THE CIRCUMCISION REFERENCE LIBRARY


AUSTRALIAN AND NEW ZEALAND JOURNAL OF SURGERY, Volume 59: Page 963,
December 1989.



NON-SURGICAL MANAGEMENT OF PHIMOSIS

H. P. DUNN1
Auckland, New Zealand



Management of phimosis without operation is a possible alternative option for balanitis problems in certain circumstances.

Keywords: balanitis, phimosis

Introduction

It is not generally known that, in the management of phimosis, there is an alternative to circumcision. This knowledge can be useful in circumstances where for various reasons operation is inappropriate or unavailable.

Case report

The patient was a 22 year old man in a Royal New Zealand Navy cruiser during World War II. He complained of penile pain and discharge and wondered if he had accidentally contracted venereal disease, but in fact he had not been exposed to this risk.
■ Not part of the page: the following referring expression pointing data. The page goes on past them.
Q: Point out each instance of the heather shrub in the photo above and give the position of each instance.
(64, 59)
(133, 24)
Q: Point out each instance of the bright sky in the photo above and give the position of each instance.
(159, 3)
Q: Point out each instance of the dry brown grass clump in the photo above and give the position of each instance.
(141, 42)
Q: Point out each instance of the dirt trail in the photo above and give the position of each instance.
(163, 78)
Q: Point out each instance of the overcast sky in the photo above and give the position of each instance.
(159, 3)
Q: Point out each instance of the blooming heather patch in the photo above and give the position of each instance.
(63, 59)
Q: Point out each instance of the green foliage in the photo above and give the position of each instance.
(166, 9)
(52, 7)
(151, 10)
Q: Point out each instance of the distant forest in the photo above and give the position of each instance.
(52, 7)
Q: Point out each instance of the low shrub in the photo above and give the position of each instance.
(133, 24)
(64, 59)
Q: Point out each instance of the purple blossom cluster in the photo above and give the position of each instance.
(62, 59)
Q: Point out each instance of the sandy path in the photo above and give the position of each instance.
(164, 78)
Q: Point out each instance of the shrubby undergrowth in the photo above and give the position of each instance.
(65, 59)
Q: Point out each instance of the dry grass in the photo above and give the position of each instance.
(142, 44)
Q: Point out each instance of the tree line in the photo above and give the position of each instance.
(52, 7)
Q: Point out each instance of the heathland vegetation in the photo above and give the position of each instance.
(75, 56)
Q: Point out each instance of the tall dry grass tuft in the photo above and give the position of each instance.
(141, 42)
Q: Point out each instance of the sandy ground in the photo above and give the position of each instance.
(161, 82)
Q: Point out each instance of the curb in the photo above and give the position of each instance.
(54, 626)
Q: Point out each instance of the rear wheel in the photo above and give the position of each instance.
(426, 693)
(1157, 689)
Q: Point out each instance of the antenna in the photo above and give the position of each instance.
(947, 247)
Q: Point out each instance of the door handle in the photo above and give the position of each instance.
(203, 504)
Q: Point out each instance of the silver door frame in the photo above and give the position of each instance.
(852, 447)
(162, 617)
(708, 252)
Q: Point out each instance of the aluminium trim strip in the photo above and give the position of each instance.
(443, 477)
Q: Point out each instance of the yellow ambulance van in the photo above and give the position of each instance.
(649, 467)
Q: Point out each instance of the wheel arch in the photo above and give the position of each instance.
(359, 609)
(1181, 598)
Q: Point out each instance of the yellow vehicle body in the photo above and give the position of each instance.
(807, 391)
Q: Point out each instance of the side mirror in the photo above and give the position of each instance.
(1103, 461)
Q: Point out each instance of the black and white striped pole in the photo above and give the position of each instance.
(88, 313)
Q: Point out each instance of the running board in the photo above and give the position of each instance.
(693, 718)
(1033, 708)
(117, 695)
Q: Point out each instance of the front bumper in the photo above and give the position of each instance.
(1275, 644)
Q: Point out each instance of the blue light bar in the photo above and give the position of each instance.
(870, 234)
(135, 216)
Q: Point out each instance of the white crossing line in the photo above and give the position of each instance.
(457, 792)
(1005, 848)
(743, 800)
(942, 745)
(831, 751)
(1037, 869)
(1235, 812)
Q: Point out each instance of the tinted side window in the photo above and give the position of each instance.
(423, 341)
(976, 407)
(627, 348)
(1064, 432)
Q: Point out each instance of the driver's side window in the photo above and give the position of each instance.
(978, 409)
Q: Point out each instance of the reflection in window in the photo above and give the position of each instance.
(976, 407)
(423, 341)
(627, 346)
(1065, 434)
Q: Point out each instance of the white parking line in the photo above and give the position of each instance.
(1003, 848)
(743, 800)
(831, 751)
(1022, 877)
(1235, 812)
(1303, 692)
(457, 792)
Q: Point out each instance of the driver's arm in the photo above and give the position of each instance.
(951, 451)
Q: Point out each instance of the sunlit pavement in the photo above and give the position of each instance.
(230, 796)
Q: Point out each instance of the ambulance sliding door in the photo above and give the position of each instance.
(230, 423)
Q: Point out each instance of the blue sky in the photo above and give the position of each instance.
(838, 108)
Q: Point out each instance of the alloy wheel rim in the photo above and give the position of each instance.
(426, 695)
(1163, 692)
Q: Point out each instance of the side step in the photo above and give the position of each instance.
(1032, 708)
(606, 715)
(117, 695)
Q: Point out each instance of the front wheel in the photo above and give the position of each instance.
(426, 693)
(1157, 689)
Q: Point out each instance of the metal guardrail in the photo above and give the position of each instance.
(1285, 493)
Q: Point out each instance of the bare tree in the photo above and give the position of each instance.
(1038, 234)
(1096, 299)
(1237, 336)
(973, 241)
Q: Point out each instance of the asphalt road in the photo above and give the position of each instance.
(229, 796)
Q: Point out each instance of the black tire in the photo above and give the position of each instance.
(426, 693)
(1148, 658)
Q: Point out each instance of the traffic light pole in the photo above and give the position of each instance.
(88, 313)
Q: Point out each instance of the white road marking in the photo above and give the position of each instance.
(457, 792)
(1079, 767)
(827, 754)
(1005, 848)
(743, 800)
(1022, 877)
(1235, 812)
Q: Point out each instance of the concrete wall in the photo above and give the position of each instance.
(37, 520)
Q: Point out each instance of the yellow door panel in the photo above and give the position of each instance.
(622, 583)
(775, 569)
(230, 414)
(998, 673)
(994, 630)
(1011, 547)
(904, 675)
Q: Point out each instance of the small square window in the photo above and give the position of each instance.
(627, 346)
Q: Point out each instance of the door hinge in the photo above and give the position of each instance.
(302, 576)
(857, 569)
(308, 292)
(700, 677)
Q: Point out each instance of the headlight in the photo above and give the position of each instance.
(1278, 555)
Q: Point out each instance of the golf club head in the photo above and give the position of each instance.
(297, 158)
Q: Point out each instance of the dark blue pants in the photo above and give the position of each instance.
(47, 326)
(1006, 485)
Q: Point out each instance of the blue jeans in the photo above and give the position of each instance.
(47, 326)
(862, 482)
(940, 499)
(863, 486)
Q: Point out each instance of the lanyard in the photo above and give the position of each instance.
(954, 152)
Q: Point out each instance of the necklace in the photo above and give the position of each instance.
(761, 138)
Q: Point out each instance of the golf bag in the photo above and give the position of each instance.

       Examination showed that his problem was one of phimosis with recurrent balanitis. The diameter of the orifice in the prepuce was only about 0.5 cm. As we were at sea, frequently in action against the Japanese, and because at that time no one was able to get ashore for 3 months on end, there was no possibility of performing any non-urgent operation.

       As an alternative management was therefore tried, based on the observation that the plastic capability of skin is unlimited. This has been demonstrated by the lower lip deformity gradually introduced by some primitive tribes, and also by the ear lobe elongation produced by heavy earrings.

       The patient reported to the Sick Bay daily and for 2-3 min. the preputial orifice was put on stretch with a small artery forceps. This was a painful procedure but not unbearable. For a week no obvious improvement was noted but then the resistance at the margin of the orifice was suddenly overcome and by the end of the second week its diameter had increased to about 2.5 cm.

       For the first time the prepuce was able to be retracted. With daily washing the balanitis soon cleared up. When the patient was followed up 6 months later, the anatomy appeared to be quite normal and there was no recurrence of phimosis or balanitis. The orifice was so slack that there was no risk of paraphimosis.

Discussion

Although it cannot be claimed that this was one of the most notable advances in naval medicine or that it contributed significantly to ultimate victory, it was nevertheless a matter of considerable satisfaction to the patient.

       With the modern decline in infant circumcision, phimosis problems will be seen more frequently. Adult circumcision may sometimes be avoided by this simple technique.

       The teleological purpose of the prepuce remains a debatable area. Do we really know better than nature when we amputate so cavalierly?



1FRCS, FRCOG, FRNZCOG; formerly Surg. Lt. Cdr. RNZNVR, formerly obstetrician and gynecologists, National Women's Hospital, Auckland, New Zealand.

      Correspondence: H. P. Dunn FRCS, FRCOG, FRACS, HRNCZCOG, 168 Upland Road, Auckland 5, New Zealand.

       Accepted for publication 12 July 1989.